As you can see, I mainly focused on my chin area before taking a few liberties in the name of style. While waiting for the mask to dry, I checked up on the details as listed on Amazon, which confirmed I’d applied the mask more or less as directed. Go me! The mask starts out as a rich black goo. It smells like finger paint and it’s a bit sticky. I definitely recommend wetting the area you’re applying it to before slathering it on, otherwise it’s difficult to apply smoothly and evenly without it drying too quickly and sticking to your fingers. After peeling off the spot-treatment mask ten minutes later, my chin was a bit red, but nothing out of the normal range. I’m a pasty white girl – that’s my skin’s automatic reaction to literally everything. After a rinse, my chin felt smooth. It’s still looking good today. Despite the paint smell, the mask didn’t irritate my skin or dry me out, and removal wasn’t even painful (we’re talking Elmer’s glue on your hand rather than Biore strip cemented to your nose). I’ll probably revisit this one now and again as a pore strip alternative, despite my misgivings on its smell.

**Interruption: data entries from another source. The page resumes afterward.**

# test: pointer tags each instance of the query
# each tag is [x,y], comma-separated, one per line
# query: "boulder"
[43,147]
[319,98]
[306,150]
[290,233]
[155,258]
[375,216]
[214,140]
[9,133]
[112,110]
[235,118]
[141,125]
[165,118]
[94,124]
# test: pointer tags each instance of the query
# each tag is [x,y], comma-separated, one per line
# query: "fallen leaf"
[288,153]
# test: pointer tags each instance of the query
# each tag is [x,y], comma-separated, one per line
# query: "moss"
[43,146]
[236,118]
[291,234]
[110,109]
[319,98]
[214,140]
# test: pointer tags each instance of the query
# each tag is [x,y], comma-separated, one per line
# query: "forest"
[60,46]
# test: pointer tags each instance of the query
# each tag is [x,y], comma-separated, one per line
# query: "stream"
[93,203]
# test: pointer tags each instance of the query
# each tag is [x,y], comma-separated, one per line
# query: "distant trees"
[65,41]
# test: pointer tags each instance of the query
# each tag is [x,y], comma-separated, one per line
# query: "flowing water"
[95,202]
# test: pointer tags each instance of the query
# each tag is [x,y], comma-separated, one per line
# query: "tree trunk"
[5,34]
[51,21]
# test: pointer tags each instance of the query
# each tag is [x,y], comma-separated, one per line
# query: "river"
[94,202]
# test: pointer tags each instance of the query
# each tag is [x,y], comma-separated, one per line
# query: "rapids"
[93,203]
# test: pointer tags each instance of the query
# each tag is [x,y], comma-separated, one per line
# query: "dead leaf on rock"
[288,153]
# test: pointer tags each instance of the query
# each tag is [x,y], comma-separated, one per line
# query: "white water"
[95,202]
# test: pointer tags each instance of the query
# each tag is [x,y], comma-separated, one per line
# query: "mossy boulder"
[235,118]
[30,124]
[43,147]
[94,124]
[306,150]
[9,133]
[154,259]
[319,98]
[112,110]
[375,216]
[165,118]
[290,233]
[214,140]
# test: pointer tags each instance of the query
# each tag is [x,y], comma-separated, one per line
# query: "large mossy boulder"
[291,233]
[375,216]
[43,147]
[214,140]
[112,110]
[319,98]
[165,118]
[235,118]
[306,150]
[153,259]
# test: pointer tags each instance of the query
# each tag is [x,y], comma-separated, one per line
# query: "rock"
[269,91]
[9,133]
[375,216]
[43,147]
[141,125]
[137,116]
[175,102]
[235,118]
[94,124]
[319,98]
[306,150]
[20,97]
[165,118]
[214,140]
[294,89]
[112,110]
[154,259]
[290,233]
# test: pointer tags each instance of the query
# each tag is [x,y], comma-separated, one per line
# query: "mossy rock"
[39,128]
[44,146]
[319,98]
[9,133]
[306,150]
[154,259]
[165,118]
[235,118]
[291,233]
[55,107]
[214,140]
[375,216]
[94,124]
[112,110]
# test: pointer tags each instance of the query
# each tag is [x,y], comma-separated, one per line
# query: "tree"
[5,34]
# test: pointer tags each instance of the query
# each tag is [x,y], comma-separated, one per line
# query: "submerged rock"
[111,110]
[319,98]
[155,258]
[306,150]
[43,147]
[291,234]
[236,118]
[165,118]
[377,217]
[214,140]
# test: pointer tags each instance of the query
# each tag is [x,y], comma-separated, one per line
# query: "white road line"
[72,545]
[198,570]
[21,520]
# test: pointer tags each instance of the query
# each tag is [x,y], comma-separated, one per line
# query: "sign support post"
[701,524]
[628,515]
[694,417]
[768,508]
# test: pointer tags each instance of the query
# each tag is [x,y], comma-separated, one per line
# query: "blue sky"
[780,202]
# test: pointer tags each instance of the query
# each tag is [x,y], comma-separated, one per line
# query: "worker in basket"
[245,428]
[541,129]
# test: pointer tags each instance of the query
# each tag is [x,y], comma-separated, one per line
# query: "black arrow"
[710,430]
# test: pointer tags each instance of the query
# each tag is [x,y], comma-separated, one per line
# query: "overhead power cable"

After all that, I think the take away is that, as with anything, the activated charcoal products out there are all over the map, in terms of quality, ingredients, and general ability to live up to their claims. I didn’t get a sense that any of the products’ effectiveness hinged on the presence of charcoal. I’m honestly not sure if that element did anything other than make it look cool. Activated charcoal is still a definite winner if you, say, failed to heed my advice and ate some jojoba pods, but as far as topical use goes, I remain skeptical.